What I'm Listening To: I'm Not Dead-Pink
You may be thinking morbid song, but I love this song by Pink. I love Pink in general, so this is rather a good mood song, inspirational song. I have more news, updating really and carrying over from my post the other day about rejection. Today I found out that the publishing house decided not to go with my poetry book and that my run with the ABNA awards has ended today. I have four queries sent out to agents at this time and will add another one to the round until I decide to wait for them all.

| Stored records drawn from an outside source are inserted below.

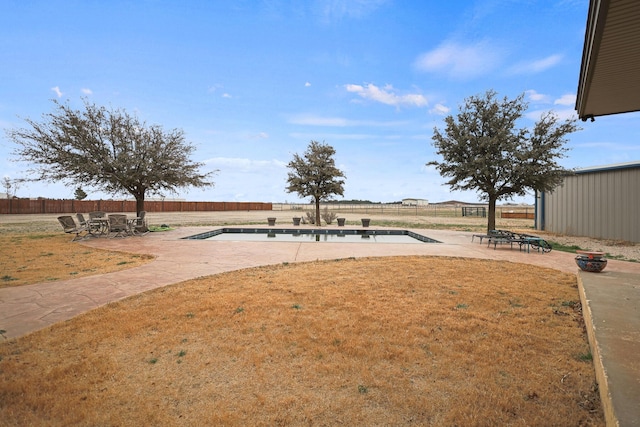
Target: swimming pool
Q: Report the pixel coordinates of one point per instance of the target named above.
(312, 235)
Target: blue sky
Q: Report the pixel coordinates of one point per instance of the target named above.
(253, 82)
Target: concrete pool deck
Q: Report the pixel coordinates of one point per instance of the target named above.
(610, 299)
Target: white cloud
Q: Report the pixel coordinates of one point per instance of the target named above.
(537, 97)
(536, 66)
(440, 110)
(461, 61)
(566, 99)
(563, 114)
(334, 10)
(261, 135)
(386, 95)
(313, 120)
(244, 165)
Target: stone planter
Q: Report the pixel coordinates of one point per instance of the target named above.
(593, 262)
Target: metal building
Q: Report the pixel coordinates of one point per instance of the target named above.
(601, 202)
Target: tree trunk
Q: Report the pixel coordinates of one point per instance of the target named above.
(318, 212)
(491, 223)
(141, 224)
(139, 203)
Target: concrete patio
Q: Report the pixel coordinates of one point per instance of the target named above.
(610, 299)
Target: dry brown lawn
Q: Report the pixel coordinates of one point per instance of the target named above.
(375, 341)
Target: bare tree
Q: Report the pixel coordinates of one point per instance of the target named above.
(315, 175)
(483, 150)
(108, 150)
(6, 183)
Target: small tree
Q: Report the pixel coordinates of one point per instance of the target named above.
(80, 194)
(109, 150)
(483, 150)
(315, 175)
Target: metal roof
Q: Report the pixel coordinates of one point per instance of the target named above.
(605, 168)
(610, 72)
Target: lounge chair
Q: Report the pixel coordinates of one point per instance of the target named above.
(69, 226)
(118, 225)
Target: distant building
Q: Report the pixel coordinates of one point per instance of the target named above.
(600, 202)
(415, 202)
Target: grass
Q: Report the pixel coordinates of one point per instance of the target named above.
(373, 341)
(26, 259)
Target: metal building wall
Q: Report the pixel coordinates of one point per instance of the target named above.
(602, 203)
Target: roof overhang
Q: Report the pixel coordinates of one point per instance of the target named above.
(610, 71)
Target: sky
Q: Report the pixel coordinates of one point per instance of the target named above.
(252, 82)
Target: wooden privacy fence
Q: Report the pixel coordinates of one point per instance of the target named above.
(520, 215)
(56, 206)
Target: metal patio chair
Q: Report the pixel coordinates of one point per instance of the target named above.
(118, 225)
(70, 227)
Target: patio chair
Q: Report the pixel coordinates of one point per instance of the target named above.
(118, 225)
(70, 227)
(139, 225)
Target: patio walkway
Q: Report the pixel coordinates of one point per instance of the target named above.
(610, 299)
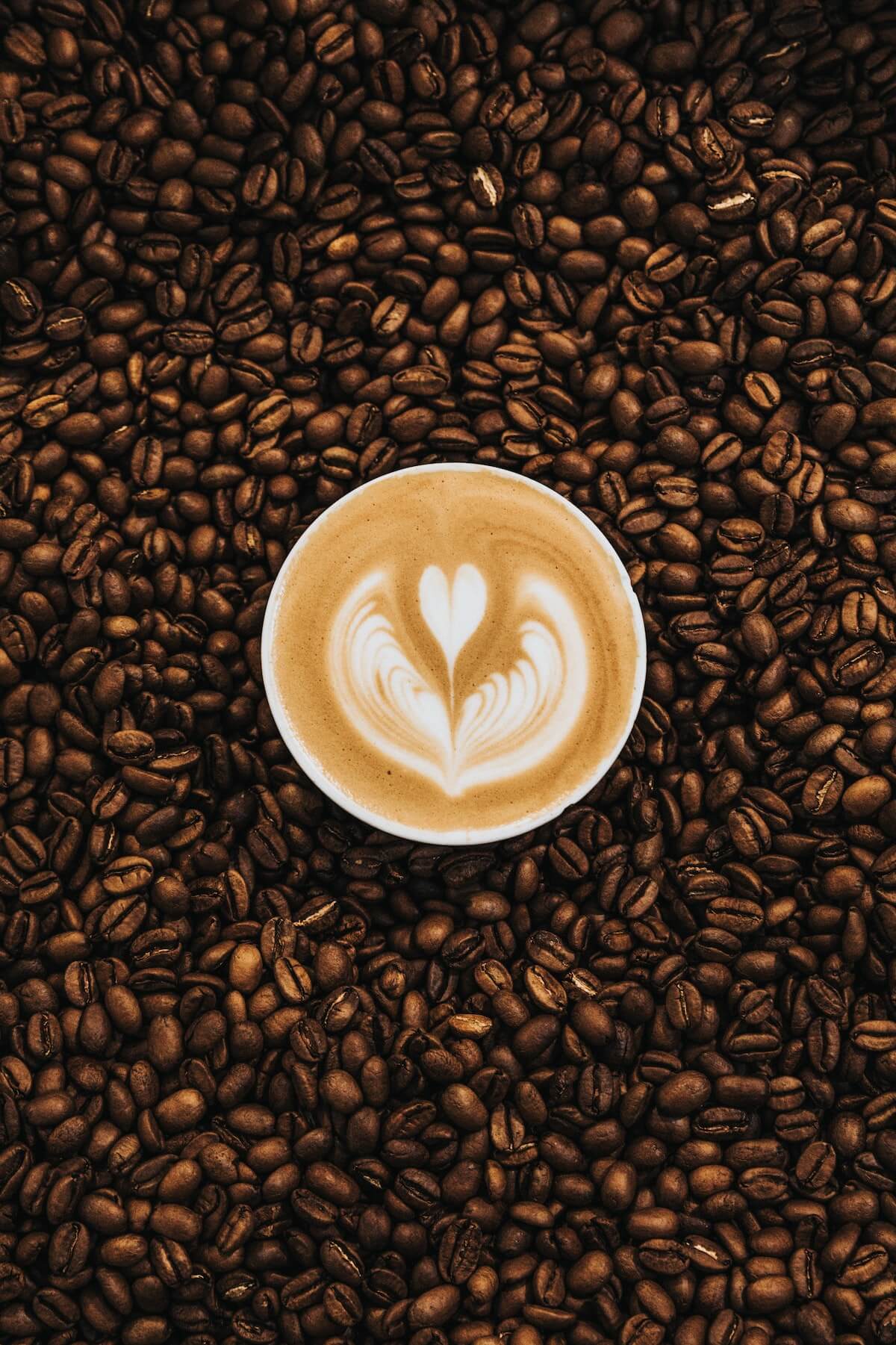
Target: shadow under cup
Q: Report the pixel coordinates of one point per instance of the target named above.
(454, 654)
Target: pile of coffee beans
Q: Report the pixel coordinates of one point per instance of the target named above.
(267, 1076)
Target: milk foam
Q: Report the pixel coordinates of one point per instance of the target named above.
(513, 718)
(451, 651)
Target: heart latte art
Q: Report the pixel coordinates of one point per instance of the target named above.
(452, 653)
(506, 725)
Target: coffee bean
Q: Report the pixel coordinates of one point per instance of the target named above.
(629, 1076)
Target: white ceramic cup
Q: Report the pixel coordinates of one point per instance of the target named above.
(384, 822)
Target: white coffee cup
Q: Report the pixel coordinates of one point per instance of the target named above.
(312, 767)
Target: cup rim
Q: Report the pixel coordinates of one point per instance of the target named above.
(379, 821)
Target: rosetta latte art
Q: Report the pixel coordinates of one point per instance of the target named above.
(513, 718)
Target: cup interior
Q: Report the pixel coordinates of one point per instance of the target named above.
(382, 822)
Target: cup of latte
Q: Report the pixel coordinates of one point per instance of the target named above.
(454, 654)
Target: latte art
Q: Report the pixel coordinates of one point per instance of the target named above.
(502, 728)
(452, 653)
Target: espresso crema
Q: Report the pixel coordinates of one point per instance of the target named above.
(452, 653)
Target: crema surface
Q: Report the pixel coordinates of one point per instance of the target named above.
(454, 651)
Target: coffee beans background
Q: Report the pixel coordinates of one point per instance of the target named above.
(265, 1076)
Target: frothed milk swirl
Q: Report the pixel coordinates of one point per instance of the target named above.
(452, 651)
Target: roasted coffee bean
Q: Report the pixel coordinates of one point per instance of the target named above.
(267, 1075)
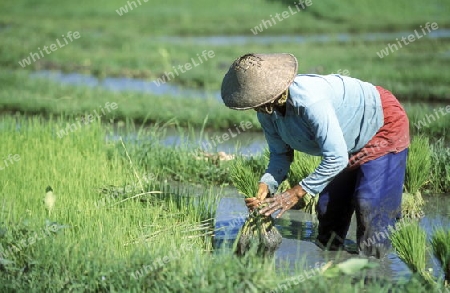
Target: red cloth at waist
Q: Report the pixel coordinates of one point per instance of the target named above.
(392, 137)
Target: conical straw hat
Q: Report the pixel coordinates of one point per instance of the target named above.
(256, 79)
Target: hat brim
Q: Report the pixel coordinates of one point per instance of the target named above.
(257, 79)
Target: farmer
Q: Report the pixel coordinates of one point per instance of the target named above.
(360, 130)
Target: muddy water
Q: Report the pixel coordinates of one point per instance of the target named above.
(299, 230)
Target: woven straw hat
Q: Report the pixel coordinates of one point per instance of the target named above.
(256, 79)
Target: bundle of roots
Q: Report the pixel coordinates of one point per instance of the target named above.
(259, 235)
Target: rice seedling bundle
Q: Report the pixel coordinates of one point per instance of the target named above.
(258, 234)
(409, 242)
(440, 243)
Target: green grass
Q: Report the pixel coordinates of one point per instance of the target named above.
(112, 45)
(440, 243)
(418, 164)
(440, 170)
(153, 243)
(409, 243)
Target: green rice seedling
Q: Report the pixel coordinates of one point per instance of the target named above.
(418, 170)
(412, 205)
(258, 232)
(409, 241)
(440, 171)
(440, 243)
(301, 167)
(418, 164)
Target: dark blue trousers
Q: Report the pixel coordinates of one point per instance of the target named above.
(374, 192)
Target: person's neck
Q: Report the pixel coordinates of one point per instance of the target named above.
(281, 109)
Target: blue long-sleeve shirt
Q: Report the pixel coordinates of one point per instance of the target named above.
(329, 116)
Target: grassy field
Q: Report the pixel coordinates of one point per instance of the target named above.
(151, 237)
(128, 45)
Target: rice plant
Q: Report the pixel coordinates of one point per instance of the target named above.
(258, 234)
(301, 167)
(440, 243)
(409, 241)
(418, 164)
(440, 171)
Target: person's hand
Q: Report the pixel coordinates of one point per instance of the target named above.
(283, 201)
(254, 202)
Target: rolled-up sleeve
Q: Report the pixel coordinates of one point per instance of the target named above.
(281, 155)
(322, 119)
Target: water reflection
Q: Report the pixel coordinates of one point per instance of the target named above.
(300, 229)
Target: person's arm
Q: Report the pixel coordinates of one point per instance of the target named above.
(281, 155)
(324, 124)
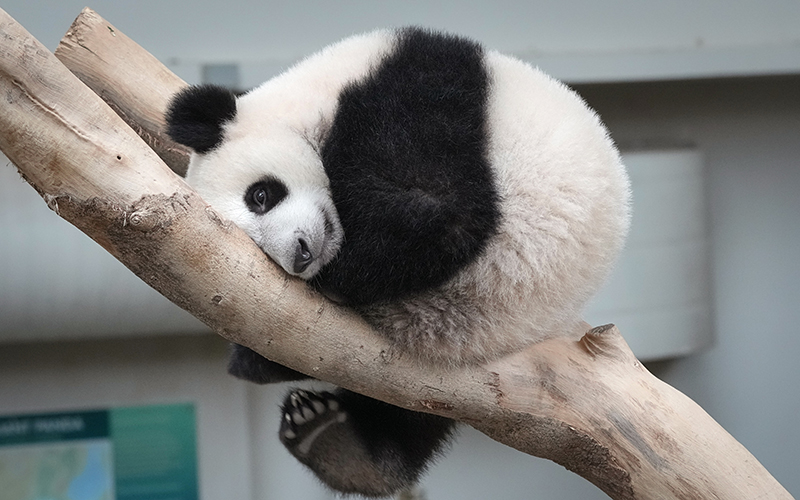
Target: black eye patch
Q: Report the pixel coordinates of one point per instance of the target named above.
(265, 194)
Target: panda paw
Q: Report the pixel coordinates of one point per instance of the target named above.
(306, 415)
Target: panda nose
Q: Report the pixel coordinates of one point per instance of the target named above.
(302, 256)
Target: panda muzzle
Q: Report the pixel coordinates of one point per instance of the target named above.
(302, 256)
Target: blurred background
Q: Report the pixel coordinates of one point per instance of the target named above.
(703, 98)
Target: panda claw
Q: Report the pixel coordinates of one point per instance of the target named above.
(306, 415)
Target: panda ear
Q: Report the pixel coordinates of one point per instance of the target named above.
(196, 115)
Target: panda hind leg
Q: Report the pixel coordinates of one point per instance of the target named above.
(246, 364)
(356, 444)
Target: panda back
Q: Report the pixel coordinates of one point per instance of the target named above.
(406, 155)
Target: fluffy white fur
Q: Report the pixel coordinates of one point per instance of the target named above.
(565, 201)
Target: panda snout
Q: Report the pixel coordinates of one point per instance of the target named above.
(302, 256)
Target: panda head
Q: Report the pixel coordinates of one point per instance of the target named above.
(265, 177)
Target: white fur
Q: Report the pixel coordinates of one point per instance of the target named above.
(565, 201)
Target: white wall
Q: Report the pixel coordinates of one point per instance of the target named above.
(749, 131)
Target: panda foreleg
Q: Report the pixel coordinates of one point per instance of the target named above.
(246, 364)
(356, 444)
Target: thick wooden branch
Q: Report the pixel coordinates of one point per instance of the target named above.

I was actually talking to my dad today (if there was ever an ideal guy, he would be it) and we talked about my book. He actually asked me what it was about, and I found that I was pleased that he was interested. He knows that I write, but I guess he never knew how much until I'd been struggling with trying to get my book published until today. I felt good telling him about it and uplifted because I know that I just need to keep going. If you have a dream, you are going to chase it until it turns into dust or until all of the possible avenues to make it a reality are exhausted. I don't feel too bummed, I'm just going to keep entering and writing and trying until something happens or I'm dead. I know that I was meant to write. I feel it in my bones. Remember, once you've taken a ton of rejection, you will get used to it and it will be easier for you to keep plunging in.
Spring Break is next week, and I plus the entire UW-Madison campus cannot wait. It will give me time to hopefully finish up to the seventh or eighth chapter of my new book and then finish that over the summer. I think I'm going to take a year off of writing to focus on being fluent in Spanish next year, then write for another year, and then live in France for a bit to master French. At least that's the plan. For now, I just have to make sure that I graduate and that I have these books under wraps. Keep on trucking world!